Essa distinção é essencial para E-E-A-T, especialmente em jornalismo e tecnologia. Fotografias e depoimentos servem como fontes, mas a imagem final criada por IA deve ser entendida como interpretação visual baseada em evidências, não como filmagem original. A IA no futebol, portanto, avança tanto na performance esportiva quanto na preservação de memória, desde que haja clareza sobre métodos e limites.
| Novidade | Tecnologia | Uso principal |
| TacticAI no Palmeiras | Google DeepMind | Análise de jogo aberto e opções táticas |
| TacticAI na Seleção | IA aplicada ao desempenho | Preparação para jogos e adversários |
| Gol de Pelé recriado | Gemini Omni | Reconstrução audiovisual histórica |
O impacto da IA no futebol brasileiro
O anúncio do Google mostra como a fronteira entre tecnologia e esporte está ficando mais estreita. A IA no futebol pode ajudar clubes a tomar decisões mais rápidas, organizar treinos com base em cenários prováveis e entender melhor como pequenas mudanças afetam o comportamento coletivo. Para torcedores, a tendência também pode aparecer em transmissões, documentários, estatísticas avançadas e conteúdos interativos.
Ao mesmo tempo, é improvável que modelos de IA eliminem a imprevisibilidade que torna o futebol tão popular. Um passe inesperado, uma falha técnica, uma lesão ou um gesto genial continuam fora de qualquer previsão perfeita. O papel dessas ferramentas é ampliar a leitura do jogo, não transformar o esporte em equação fechada.

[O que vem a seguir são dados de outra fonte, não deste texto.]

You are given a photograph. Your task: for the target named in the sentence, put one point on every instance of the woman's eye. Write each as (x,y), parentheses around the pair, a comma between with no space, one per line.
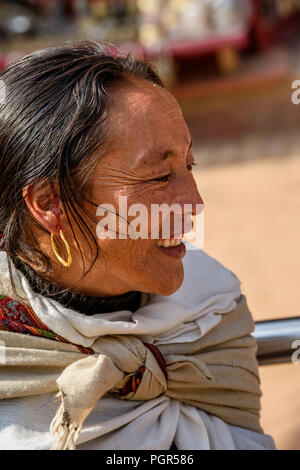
(163,178)
(190,166)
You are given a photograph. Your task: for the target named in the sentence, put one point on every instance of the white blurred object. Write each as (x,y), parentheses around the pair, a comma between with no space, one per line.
(230,16)
(195,19)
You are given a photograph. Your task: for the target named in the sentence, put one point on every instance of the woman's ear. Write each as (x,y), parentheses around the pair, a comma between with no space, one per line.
(39,200)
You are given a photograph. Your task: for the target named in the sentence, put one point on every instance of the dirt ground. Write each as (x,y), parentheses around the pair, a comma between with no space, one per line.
(248,174)
(252,226)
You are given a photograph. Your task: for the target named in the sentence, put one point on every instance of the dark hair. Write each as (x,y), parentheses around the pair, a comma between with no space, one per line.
(52,120)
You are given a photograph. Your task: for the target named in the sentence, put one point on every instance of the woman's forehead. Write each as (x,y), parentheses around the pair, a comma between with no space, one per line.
(145,111)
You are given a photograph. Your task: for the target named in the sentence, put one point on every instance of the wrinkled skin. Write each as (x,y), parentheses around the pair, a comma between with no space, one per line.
(148,140)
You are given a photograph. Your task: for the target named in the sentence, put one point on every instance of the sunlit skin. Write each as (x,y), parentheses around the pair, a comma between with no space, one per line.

Perguntas Frequentes sobre TacticAI, Gemini Omni e Pelé
O que é o TacticAI do Google DeepMind?
É uma ferramenta de IA para análise tática. Ela prevê movimentações, posicionamentos e relações entre ações individuais e coletivas durante partidas.
Qual clube brasileiro usa o TacticAI?
O Palmeiras já usa a tecnologia. Segundo o Google, o clube é pioneiro na América Latina no uso do TacticAI para análise de jogo aberto.
A Seleção Brasileira vai usar IA no futebol?
Sim, a Seleção Brasileira deve adotar o TacticAI. A ferramenta pode apoiar preparação, estudos de adversários e leitura de cenários táticos.
Como o Google recriou o gol de Pelé de 1959?
O Google usou o Gemini Omni com fotografias e depoimentos. A recriação é uma interpretação visual, não uma filmagem original do lance.
Há vídeo do gol de Pelé contra o Juventus?
Não há registro em vídeo conhecido do lance. O material criado com IA será exibido em um minidocumentário previsto para o fim de junho.
Considerações finais
Com TacticAI, Gemini Omni e a recriação do gol de Pelé, o Google coloca a inteligência artificial em duas frentes complementares: desempenho esportivo e memória histórica. A IA no futebol promete melhorar análises táticas e, ao mesmo tempo, abrir novas formas de contar histórias que ficaram sem registro visual. O desafio será usar esses recursos com transparência, contexto e respeito aos limites entre dado, simulação e narrativa.